My Data Source

My analysis utilizes Georgia absentee voting data files and election results files directly downloaded from the Georgia Secretary of State’s office website. I downloaded all available absentee data spanning from 2014 to 2023. Please note that the website shows an option available in 2013, but it is not available for downloading, so I have excluded data from that year.

Data Story:The Evolution of Absentee Voting in Georgia

Data Prepration – Examine the Data Structure

When examining the files, a typical CSV file for an absentee voting record is named with the date and month. Each month’s folder contains data for all or fewer counties in Georgia. Each county’s CSV file contains numerous columns, including:

  • County name
  • Voter name
  • Voter address
  • Ballot status
  • Ballot style
  • Ballot return date
  • Ballot issued date

For each CSV file, I have executed the following data preprocessing steps using R code:

-Extracted the county name.

-Filtered out empty rows based on the “Ballot Return Date” column, which indicates all valid ballot votes that have been successfully counted. This step provides the total valid vote count for each county in a specific month and year. I counted this column and summed it up for each CSV file, then aggregated these sums for all CSV files in each folder to determine the total valid votes for each year.

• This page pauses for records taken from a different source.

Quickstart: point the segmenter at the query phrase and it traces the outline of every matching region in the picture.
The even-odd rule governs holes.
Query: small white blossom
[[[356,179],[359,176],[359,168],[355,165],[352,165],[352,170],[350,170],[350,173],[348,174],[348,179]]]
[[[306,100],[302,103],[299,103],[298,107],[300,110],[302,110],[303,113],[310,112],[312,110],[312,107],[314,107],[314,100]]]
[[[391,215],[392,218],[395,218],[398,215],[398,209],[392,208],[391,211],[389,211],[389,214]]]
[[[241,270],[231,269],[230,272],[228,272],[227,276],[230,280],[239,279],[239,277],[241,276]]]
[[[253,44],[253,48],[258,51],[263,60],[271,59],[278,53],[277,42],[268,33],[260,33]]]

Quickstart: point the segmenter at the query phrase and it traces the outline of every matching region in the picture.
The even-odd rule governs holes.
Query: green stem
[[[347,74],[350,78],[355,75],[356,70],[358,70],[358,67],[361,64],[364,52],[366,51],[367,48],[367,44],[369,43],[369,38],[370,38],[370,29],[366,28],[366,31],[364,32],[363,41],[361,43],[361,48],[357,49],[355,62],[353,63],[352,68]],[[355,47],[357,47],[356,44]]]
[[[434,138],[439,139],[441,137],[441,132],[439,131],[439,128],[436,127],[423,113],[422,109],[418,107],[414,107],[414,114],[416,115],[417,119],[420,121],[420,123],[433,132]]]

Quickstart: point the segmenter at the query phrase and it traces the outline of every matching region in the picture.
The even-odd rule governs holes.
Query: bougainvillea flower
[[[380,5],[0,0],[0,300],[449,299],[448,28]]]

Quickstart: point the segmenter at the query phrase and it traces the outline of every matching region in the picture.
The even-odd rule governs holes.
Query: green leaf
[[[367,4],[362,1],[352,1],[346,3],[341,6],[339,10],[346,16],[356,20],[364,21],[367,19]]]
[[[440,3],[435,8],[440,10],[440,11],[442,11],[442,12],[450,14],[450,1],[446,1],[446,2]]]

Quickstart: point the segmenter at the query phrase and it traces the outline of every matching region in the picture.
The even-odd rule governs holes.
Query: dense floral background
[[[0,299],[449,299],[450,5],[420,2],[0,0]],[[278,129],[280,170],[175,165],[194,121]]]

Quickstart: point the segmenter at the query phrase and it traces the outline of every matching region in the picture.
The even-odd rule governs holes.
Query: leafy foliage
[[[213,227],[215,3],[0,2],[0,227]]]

-Filtered rows based on the “Ballot Style” column to exclude those indicating “IN PERSON.” This process isolates valid absentee votes, including mail-in or electronic votes. I followed the same procedure of summing up all the valid absentee votes for each CSV, to calculate the total valid absentee votes for each year in Georgia.

Data vetting

Source of Data: This is a primary source, as it comes directly from the Georgia Secretary of State’s office. And it is used from many articles and election reports, and reputable organization such as the Alanta Journal.

Time Period: This website has absentee data files from 2013 - 2013, but 2013 is not downloadable. So time period in this invesigation data story will be using data from 2014 - 2023.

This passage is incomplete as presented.